Dabakis does not anticipate another Democrat entering the campaign in the 1st Congressional District. He said either of the Democrats could beat Bishop, linking the incumbent to the shutdown of the federal government and saying the Republican Party has "no idea how big a hornet's nest they've stepped in" with the shutdown.
McAleer will again be of special interest to Park City and surrounding Summit County. It is rare for a congressional candidate to hail from Park City. She proved popular in Summit County during the 2012 campaign, but she was overwhelmed in more populous areas of the 1st District.
Bishop routed McAleer in the district-wide tally, winning a little more than 71 percent of the vote to McAleer's nearly 24.7 percent. McAleer, though, took Summit County on Election Day.
The presence of Mitt Romney at the top of the GOP ticket in 2012 made Election Day especially difficult for Utah Democrats. Romney remains popular in Utah from his days leading the 2002 Winter Olympics.
In a prepared statement announcing her campaign, McAleer sharply criticized the government shutdown, calling the closure "an embarrassment to the entire nation."
"This is the second time in less than eight months that Bishop's votes have caused pain and suffering furloughing civilian workers at Hill AFB," she said, adding that the shutdown has impacted families, people enrolled in the Women, Infants and Children assistance program and the state economy. "Those elected by the people to represent us have failed on their most basic duty -- to ensure the nation continues to function."
McAleer is an Army veteran who served at the end of the Cold War and is a graduate of West Point.
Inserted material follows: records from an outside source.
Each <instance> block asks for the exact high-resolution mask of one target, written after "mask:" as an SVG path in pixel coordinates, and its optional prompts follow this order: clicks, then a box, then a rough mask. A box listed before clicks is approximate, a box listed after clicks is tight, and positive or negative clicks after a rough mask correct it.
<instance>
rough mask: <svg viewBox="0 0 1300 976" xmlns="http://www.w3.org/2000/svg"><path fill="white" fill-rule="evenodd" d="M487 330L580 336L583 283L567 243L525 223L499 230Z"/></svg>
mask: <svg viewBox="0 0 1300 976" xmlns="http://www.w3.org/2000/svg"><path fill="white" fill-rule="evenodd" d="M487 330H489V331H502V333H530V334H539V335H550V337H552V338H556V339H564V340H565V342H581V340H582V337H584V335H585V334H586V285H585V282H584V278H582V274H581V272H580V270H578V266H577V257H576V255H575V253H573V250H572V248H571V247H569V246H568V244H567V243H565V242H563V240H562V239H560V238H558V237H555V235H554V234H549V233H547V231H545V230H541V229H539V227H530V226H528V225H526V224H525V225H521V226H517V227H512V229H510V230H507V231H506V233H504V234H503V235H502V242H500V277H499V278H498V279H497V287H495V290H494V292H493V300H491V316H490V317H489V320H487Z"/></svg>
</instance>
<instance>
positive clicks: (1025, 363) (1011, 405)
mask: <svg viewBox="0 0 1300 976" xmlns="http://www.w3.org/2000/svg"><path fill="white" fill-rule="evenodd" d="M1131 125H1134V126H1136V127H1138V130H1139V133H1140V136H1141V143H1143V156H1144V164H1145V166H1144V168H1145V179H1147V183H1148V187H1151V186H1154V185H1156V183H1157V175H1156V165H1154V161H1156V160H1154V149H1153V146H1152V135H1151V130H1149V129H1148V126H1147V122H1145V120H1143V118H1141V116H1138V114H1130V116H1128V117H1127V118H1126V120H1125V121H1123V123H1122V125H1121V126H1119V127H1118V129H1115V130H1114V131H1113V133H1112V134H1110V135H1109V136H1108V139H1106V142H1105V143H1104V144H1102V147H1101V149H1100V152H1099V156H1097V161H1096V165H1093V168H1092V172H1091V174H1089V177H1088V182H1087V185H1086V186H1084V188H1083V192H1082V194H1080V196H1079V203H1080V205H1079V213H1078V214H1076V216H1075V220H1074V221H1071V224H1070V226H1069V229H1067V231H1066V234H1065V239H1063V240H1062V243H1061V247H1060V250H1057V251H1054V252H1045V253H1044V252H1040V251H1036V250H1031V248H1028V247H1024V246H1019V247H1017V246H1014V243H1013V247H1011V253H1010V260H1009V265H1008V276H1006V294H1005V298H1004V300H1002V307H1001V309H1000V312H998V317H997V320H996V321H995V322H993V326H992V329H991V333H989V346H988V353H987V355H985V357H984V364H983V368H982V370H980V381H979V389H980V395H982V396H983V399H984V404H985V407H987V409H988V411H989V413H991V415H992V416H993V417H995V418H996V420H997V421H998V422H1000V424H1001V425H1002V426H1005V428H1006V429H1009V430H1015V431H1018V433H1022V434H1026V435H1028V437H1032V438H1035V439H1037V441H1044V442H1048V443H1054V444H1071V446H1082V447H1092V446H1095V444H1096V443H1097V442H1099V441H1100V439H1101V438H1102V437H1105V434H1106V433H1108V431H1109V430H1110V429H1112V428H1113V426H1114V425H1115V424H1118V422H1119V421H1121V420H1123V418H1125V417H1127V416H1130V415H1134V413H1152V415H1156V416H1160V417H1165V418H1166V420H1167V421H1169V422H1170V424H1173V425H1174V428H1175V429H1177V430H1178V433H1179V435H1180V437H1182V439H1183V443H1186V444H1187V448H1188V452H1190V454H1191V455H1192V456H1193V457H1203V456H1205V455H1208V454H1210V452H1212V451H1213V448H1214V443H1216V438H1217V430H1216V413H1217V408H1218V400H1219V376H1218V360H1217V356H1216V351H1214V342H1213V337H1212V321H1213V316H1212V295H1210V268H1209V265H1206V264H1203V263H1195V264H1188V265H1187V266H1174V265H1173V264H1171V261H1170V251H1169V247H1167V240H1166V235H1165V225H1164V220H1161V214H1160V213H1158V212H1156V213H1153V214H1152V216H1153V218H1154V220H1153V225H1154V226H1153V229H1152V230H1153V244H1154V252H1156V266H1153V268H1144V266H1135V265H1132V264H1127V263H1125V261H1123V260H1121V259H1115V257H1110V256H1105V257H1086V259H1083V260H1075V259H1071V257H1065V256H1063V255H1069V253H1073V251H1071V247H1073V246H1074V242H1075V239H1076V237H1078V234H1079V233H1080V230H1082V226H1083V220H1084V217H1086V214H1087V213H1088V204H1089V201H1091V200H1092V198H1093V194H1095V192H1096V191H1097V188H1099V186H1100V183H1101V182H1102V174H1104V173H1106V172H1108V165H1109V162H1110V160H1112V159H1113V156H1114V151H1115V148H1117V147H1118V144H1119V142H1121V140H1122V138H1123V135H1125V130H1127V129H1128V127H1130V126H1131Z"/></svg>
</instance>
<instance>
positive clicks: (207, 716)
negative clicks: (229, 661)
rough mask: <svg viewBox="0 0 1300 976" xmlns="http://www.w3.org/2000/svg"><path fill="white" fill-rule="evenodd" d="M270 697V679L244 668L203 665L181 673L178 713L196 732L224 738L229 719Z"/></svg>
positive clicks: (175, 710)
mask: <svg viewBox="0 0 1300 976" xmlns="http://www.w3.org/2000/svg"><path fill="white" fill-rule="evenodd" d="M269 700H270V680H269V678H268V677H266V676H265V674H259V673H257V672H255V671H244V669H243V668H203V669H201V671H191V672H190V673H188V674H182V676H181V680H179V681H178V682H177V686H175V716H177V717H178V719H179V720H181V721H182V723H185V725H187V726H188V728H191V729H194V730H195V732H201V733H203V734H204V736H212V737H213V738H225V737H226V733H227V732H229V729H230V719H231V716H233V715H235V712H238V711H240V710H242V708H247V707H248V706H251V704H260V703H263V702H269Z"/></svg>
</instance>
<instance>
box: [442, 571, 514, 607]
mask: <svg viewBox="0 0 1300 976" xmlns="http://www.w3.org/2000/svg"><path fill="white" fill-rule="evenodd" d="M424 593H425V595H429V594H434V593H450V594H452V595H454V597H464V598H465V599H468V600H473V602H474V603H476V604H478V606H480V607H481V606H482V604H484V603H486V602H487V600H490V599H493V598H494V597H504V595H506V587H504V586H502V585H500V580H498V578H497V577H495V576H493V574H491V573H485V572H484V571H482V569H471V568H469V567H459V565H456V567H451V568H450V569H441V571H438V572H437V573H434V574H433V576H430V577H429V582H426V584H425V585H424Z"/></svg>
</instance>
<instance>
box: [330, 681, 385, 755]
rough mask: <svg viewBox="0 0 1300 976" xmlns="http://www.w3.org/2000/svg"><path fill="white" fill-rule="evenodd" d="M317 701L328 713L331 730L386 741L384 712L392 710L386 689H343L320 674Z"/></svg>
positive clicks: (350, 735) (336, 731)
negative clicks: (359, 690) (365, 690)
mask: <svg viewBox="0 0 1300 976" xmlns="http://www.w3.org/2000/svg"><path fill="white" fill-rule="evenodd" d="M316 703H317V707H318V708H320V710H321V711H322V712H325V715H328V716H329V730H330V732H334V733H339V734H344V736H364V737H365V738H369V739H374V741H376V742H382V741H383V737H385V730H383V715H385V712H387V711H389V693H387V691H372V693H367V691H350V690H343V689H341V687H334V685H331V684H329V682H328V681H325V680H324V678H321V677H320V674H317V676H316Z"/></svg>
Her professional background is in business and not-for-profit management. She campaigned in 2012 on a broad platform that encompassed the economy and the fiscal situation in Washington, D.C. Her opposition to SkiLink, an idea to connect Canyons Resort and Solitude with a gondola, was notable to voters in Summit County and Salt Lake County.
Clemens is 58 years old and said in an interview "dysfunctionality" in Congress is at its highest level. He said he would work with business leaders to create jobs in the 1st Congressional District while not harming the quality of life. He said job creation in the high tech and renewable energy sectors is of interest to him. Clemens said he would be "heavily invested" in passing clean air legislation.
"I'd certainly be reaching across the aisle to Republican colleagues," Clemens said.
Clemens in 2012 was defeated in District 19 of the Utah Senate, a district that includes part of Summit County. The Republican incumbent, Sen. Allen Christensen, won with 61 percent of the vote throughout the district. Clemens' results in Summit County were his best, losing the county by 57 votes.